On the carcass side, the HGG had the weight, dressing percentage and quality grade advantage to beat the average live market price by $39 per head on the grid, compared to the LGG $13 discount. While the lower group did produce better yield grades, those premiums were more than offset by their lighter weights and quality grade discounts.

“You need pounds,” McCully says, “but it takes pounds with quality to get to this total value advantage of $159 per head.”

“The good news does not stop there for our top group,” Brink says. “They were more profitable by $80 per head, so half of that added top-line value they created worked its way right into bottom-line profits. Every cattle feeder in the business will take as many of those cattle as they can find.”

The cattle feeder adds that an Angus-specific DNA test, new from CAB this year, makes it easier to find and replicate those cattle in commercial herds.

“They chose two very important traits to emphasize—I would even say they chose the ‘right’ traits,” Brink notes. “GeneMax™ helps producers identify faster growing, higher grading cattle from within their own herds. It can be used to help select replacement heifers or test steer calves for sale to stocker producers or feedyards.”

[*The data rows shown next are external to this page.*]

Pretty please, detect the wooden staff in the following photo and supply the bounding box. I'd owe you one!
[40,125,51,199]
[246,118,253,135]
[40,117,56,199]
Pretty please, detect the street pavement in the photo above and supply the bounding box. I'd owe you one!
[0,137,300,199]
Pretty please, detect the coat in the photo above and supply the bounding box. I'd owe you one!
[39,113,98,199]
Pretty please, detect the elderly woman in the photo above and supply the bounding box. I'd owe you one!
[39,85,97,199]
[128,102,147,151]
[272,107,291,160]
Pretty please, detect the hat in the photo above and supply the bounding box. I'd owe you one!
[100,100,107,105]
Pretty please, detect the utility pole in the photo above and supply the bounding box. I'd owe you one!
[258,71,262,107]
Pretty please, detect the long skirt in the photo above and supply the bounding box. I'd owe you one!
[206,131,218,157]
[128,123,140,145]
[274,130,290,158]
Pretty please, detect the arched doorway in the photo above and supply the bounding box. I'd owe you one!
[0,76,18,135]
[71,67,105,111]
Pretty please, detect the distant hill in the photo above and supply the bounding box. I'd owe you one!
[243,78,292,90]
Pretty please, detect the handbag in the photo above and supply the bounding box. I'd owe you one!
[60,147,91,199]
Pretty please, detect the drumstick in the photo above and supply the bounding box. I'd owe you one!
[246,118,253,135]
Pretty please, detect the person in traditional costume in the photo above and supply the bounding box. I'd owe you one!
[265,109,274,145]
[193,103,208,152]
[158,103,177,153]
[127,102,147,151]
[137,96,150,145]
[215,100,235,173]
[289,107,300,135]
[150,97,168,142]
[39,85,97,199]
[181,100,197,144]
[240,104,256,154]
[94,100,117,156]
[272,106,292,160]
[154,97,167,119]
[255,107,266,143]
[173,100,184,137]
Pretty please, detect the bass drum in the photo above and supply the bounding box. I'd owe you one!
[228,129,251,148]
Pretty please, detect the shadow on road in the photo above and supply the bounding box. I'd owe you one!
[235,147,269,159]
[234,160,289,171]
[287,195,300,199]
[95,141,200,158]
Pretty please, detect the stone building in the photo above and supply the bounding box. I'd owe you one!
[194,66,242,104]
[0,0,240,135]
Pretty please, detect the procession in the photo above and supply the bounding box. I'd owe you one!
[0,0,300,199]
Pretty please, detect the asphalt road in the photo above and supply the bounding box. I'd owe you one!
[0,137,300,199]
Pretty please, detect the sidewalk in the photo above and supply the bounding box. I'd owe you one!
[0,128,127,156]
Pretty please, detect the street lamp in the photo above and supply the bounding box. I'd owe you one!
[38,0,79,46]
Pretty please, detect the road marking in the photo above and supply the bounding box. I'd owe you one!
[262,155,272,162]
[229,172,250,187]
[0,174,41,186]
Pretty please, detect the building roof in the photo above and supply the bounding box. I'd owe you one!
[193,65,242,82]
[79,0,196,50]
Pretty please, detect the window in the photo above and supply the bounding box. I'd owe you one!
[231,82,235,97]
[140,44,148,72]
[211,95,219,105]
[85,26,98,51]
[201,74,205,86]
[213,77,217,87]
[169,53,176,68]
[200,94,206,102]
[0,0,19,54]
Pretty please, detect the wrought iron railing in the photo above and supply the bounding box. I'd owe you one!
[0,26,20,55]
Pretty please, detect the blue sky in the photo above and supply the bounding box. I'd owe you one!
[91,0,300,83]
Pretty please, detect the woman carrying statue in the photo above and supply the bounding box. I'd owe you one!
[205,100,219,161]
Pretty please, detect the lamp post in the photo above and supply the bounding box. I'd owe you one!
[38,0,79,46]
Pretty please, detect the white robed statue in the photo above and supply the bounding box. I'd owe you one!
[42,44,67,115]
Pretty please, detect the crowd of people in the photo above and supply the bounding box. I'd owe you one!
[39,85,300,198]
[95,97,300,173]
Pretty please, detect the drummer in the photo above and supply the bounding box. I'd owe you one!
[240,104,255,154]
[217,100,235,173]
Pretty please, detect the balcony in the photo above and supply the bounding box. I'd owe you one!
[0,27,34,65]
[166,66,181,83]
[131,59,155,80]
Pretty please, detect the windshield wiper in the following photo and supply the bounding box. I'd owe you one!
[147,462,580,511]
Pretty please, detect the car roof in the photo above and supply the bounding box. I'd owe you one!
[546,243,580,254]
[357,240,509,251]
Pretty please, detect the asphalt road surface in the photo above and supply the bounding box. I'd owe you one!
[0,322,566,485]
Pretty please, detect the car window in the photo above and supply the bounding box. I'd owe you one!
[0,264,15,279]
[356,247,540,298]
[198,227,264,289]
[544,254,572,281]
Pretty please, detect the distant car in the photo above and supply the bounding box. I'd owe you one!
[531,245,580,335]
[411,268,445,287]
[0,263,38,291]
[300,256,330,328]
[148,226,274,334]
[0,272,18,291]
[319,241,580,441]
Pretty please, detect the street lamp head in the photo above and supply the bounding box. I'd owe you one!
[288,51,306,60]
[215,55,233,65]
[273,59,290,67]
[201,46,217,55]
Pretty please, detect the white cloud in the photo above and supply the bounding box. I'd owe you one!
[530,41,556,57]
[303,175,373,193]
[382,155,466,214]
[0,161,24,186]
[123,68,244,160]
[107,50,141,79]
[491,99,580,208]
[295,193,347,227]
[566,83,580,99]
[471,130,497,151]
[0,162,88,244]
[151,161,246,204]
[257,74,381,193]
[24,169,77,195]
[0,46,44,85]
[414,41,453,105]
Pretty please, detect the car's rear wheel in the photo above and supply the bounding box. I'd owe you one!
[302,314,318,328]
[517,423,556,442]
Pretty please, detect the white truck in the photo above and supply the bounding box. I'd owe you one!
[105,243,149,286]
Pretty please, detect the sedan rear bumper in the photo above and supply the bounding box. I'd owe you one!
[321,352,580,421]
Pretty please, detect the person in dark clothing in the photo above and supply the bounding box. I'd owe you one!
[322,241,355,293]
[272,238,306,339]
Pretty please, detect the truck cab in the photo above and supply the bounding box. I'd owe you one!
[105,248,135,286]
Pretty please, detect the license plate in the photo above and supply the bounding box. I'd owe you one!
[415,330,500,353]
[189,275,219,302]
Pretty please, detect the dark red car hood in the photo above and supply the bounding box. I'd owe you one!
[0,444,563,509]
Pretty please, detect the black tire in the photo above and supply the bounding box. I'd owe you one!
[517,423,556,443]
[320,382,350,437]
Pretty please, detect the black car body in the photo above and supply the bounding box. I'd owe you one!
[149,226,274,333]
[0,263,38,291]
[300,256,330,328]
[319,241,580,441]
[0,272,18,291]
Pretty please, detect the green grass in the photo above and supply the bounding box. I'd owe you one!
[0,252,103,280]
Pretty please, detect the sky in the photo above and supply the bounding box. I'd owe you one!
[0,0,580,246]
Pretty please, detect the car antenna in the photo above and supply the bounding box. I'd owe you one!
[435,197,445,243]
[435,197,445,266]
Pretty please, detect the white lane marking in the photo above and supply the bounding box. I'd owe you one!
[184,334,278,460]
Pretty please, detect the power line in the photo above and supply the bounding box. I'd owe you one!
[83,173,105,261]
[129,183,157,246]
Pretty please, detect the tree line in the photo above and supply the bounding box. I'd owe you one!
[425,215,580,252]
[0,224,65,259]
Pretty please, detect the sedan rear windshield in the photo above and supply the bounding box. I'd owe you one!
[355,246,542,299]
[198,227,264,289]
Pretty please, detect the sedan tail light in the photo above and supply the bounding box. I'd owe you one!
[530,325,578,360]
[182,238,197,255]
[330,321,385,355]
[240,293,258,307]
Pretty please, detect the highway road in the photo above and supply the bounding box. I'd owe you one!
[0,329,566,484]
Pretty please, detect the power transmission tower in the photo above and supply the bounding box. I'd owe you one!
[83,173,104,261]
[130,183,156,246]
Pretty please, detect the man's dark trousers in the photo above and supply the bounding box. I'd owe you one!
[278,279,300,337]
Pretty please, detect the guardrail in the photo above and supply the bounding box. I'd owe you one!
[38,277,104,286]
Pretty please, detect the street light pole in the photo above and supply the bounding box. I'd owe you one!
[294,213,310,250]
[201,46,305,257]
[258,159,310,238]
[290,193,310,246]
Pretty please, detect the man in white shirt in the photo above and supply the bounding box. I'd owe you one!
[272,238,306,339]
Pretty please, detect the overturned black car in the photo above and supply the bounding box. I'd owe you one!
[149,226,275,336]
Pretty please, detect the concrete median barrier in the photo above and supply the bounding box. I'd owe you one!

That $159 per-head gross value difference seen in Five Rivers data amounts to $20/cwt. for 800-lb. feeder cattle, McCully says. “Cattlemen need ways to identify the high-potential genetics earlier so they can properly assign premiums and discounts on feeder cattle. DNA-based tools like GeneMax will give us that opportunity and give feeders some genetic risk management.”

Brink says over time, “Producers who use GeneMax will have a greater ability to build more growth and quality-grade genetics into their herds. We need many more cattle like the strong-performing steers profiled above. GeneMax can become a key tool to help commercial Angus producers accomplish that goal, and put more dollars in their own pockets at the same time.”